In the field of automobile products liability across the country there is an emerging proliferation of litigation and resulting court decisions. For example, see Ford Motor Co. v. Zahn, 265 F.2d 729 (8th Cir. 1959); Vandermark v. Ford Motor Co., 61 Cal. 2d 256, 37 Cal. Rptr. 896, 391 P.2d 168 (1964); Riley v. Ford Motor Co., 442 F.2d 670 (5th Cir. 1971); Reid v. Ford Motor Co., 250 Ark. 176, 465 S.W.2d 80 (1971); and Pittman v. Ford Motor Co., Fla.App., 227 So. 2d 246 (1969).
This case is governed by the substantive law of Indiana and the Court believes that a recent decision of the Court of Appeals of Indiana is very closely in point as to the facts, reasoning and result here. Mamula v. Ford Motor Co., Ind.App., 275 N.E.2d 849 (1971). Also consistent with this result is the case of International Harvester Co. v. Sharoff, 202 F.2d 52 (10th Cir. 1953), which is cited with approval in Mamula, 275 N. E.2d at page 853 where Judge Buchanan states:
"In reviewing the evidence presented by Mamula, it is apparent that it is not such as would support only a single inference in favor of Ford. On the contrary, a conflict exists from which a reasonable man could justifiably infer negligence. Szabo testified that before the accident occurred, he lost control of the steering. An essential element for steering, to-wit, the tie rod, was found 120 feet behind the car. Whether this tie rod fell off first, thereby causing the accident, or whether the accident itself caused the tie rod to fall off, is not known. The same question was raised in International Harvester Co. v. Sharoff, supra, in which the court said:
`We are also of the view that there was sufficient evidence to take the case to the jury on whether the breaking of the parts caused the *1354 accident or were the result of the accident.'
Mamula's expert witness, Professor Rohrback, testified that a broken tie rod could cause this type of accident, thereby dispelling speculation or conjecture, if believed by the jury. Willis Bradway testified that the tie rod was broken. Yet Ford's service representative claims to have found no visible defect."
In Mamula the trial court was reversed for taking the case away from the jury.
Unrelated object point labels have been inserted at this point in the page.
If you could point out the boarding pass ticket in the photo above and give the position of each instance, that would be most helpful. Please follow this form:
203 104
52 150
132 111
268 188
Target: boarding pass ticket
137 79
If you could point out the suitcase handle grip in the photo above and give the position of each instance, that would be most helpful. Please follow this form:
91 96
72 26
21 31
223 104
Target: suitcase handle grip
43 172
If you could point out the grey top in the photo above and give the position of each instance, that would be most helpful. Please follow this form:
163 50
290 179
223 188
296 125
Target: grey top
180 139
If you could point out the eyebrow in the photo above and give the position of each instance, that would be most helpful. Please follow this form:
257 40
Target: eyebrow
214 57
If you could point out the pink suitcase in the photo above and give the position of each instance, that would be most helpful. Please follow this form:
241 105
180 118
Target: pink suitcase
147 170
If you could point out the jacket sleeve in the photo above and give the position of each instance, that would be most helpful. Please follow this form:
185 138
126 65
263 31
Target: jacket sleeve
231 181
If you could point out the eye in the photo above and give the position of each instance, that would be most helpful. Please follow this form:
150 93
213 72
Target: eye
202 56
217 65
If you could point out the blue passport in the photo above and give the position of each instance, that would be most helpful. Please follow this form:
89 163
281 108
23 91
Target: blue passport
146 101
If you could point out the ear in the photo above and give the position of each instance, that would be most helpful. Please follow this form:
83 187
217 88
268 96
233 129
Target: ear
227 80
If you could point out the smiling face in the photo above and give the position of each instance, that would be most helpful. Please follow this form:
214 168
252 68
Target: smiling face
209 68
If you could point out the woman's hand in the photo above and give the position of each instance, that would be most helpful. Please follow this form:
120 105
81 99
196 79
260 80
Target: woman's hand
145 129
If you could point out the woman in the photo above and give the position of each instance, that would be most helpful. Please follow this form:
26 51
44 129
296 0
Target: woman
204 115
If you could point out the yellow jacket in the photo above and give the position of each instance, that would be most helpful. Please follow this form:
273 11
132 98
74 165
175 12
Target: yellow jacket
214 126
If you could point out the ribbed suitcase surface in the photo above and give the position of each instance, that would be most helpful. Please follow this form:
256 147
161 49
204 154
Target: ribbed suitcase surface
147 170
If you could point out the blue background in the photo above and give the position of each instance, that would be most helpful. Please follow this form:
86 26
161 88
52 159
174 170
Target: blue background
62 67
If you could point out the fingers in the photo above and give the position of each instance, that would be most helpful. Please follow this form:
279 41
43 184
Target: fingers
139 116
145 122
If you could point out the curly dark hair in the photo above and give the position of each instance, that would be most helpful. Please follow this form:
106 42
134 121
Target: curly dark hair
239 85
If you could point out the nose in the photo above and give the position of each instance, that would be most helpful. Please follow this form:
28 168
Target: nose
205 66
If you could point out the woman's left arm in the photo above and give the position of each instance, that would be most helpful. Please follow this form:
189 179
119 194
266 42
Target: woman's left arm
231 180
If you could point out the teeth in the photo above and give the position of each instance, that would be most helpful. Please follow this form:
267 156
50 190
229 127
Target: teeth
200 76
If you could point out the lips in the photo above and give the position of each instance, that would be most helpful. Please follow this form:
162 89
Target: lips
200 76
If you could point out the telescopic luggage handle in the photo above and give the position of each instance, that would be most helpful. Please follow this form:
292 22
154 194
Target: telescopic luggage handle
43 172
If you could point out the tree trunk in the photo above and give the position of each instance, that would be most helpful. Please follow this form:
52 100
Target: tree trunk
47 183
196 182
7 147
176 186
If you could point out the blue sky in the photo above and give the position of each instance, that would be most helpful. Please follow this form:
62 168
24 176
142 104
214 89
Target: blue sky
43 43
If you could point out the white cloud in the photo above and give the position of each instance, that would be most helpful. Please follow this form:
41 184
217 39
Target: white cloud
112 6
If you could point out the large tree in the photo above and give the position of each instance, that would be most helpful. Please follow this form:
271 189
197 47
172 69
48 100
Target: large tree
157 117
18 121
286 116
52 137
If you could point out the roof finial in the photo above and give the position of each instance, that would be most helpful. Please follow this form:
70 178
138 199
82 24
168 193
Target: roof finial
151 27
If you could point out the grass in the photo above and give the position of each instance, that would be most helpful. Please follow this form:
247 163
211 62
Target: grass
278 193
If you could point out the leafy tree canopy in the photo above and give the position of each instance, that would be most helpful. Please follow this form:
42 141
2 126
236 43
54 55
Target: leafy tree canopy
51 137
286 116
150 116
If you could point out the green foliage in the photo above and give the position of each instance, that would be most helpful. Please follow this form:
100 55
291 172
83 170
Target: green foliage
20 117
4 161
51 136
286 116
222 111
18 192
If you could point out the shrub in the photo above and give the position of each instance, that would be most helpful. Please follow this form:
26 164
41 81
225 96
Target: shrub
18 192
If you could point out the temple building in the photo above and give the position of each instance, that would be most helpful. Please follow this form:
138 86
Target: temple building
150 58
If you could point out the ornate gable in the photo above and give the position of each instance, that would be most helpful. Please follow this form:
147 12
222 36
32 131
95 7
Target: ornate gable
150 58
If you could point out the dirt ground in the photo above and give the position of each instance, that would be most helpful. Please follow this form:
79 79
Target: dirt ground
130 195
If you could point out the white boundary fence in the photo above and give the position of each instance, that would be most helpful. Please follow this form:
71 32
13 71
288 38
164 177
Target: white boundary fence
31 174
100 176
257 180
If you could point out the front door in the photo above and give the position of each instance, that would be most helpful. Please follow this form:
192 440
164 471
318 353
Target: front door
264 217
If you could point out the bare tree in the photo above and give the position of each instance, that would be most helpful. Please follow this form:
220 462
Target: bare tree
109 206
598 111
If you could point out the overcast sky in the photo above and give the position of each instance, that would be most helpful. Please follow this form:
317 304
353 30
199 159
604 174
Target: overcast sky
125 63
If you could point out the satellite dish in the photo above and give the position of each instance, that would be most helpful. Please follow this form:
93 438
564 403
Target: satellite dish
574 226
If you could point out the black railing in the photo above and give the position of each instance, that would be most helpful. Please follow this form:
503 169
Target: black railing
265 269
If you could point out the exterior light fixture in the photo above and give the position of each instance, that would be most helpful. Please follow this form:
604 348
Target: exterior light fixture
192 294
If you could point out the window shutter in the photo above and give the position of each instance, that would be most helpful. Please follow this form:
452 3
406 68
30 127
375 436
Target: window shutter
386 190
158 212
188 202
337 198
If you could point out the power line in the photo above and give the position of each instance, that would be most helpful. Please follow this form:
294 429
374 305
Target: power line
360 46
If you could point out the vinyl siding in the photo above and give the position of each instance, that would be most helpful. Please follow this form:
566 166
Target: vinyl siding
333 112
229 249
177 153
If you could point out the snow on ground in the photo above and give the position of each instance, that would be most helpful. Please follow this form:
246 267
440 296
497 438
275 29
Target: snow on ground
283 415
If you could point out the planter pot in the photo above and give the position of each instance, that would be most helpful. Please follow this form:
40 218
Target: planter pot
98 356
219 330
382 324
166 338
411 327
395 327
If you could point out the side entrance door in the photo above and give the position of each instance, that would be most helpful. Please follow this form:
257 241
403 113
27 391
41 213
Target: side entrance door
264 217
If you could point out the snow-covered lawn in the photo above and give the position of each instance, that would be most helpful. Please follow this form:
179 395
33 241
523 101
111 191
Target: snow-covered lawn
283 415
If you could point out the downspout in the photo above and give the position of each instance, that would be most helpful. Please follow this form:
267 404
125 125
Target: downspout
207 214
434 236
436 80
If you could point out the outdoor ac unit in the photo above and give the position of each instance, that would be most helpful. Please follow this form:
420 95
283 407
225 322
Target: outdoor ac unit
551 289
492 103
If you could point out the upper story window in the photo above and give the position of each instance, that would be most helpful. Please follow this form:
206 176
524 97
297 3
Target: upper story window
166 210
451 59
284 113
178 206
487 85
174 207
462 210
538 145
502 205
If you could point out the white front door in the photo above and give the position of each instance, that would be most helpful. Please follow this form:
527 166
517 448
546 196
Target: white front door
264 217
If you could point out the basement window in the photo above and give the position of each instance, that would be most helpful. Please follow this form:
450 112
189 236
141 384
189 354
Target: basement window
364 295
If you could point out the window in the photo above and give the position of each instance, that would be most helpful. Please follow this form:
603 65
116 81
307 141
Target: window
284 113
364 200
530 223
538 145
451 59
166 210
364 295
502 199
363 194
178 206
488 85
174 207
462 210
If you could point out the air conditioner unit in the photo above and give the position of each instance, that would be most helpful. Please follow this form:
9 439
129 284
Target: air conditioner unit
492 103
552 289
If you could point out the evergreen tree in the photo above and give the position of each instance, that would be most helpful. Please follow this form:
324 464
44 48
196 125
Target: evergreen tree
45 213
As far as this Court can determine Mamula represents the last word from Indiana's two highest courts on automobile-products liability. All of the reasons stated in Mamula why the trial court there should not have taken the case away from the jury constitutes an argument here for letting the jury's verdict stand.
Therefore, the defendant's motions are hereby denied.NOTES
 Ind.Ann.Stat. § 19-2-103(1) (a) (Burns' 1964 Repl.), IC 1971, XX-X-X-XXX(1) (a).